The Flume comes in both flat and clipless options—I tested the flat version. Consumers can choose between standard laces or BOA, and while the BOA is a $30 upcharge, it's worth every penny. The Flume was my first introduction to BOA on bike shoes, and it's going to be hard to go back to laces. It's a small change, but I love being able to quickly slip on my shoes, twist the knob and be ready to go. With other shoes, I've double or triple knotted my laces, tucked them in on themselves, only to look down mid-ride and see an untied shoelace flapping in the breeze just asking to get caught in something. With BOA, I can adjust my shoes to their best fit and not have to fidget with them until my ride ends. Post-ride, I love being able to peel off my sweaty, dirty shoes by simply pulling the BOA nob.
On the upper part of the shoe, Ride Concepts utilized Cordura, a nylon-based fabric resistant to abrasion. More commonly used for military purposes, motorcycle apparel and luggage, the material is an optimal choice for mountain biking with all the taxing things we do on our bikes.
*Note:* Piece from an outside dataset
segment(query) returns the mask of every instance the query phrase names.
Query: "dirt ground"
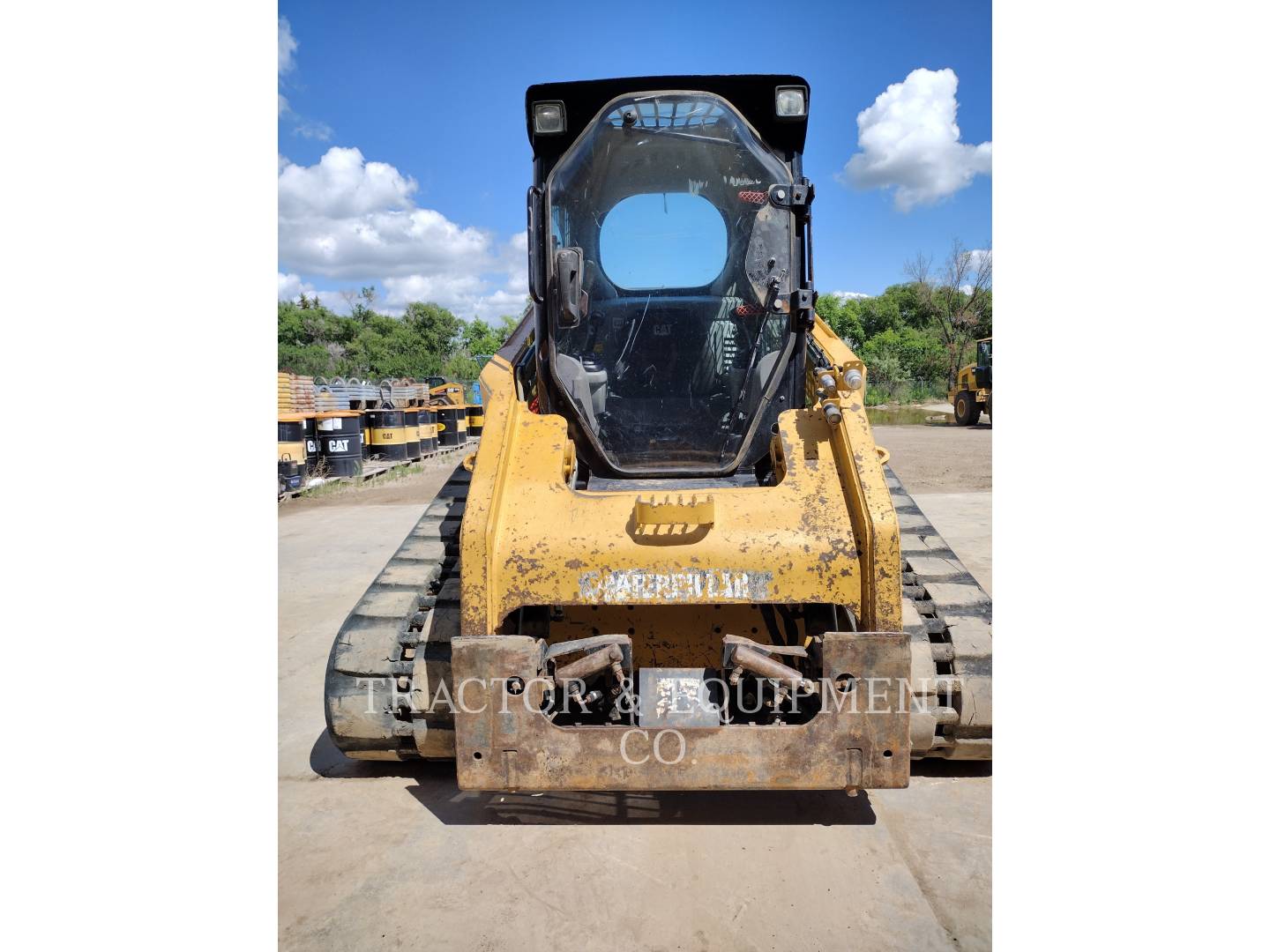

I live in the Northeast, and most of my riding involves rocks and chunky roots. Between using these shoes at my local bike park (Thunder Mountain Bike Park) and on enduro epics, the Cordura shows no sign of wear despite the many surprise sticks or rocks I've encountered on the trail. The fabric is also highly breathable and lightweight. Even on the most humid New England days, my feet feel comfortable and not like disgusting little furnaces.
Additionally, the upper has extra TPU (an abrasion-resistant rubber compound) on the heel and toe for additional protection, which is welcomed protection if you accidentally clip something with your foot. A mudguard wraps around the whole shoe, preventing mud, dirt and rocks from wearing down the outside. Ride Concepts also opted for a gusseted tongue. This means that the shoe's tongue is connected to the upper part rather than the bottom. This helps keep dirt and rocks from sneaking into your shoes, especially when scrambling around on a dusty, loose trail.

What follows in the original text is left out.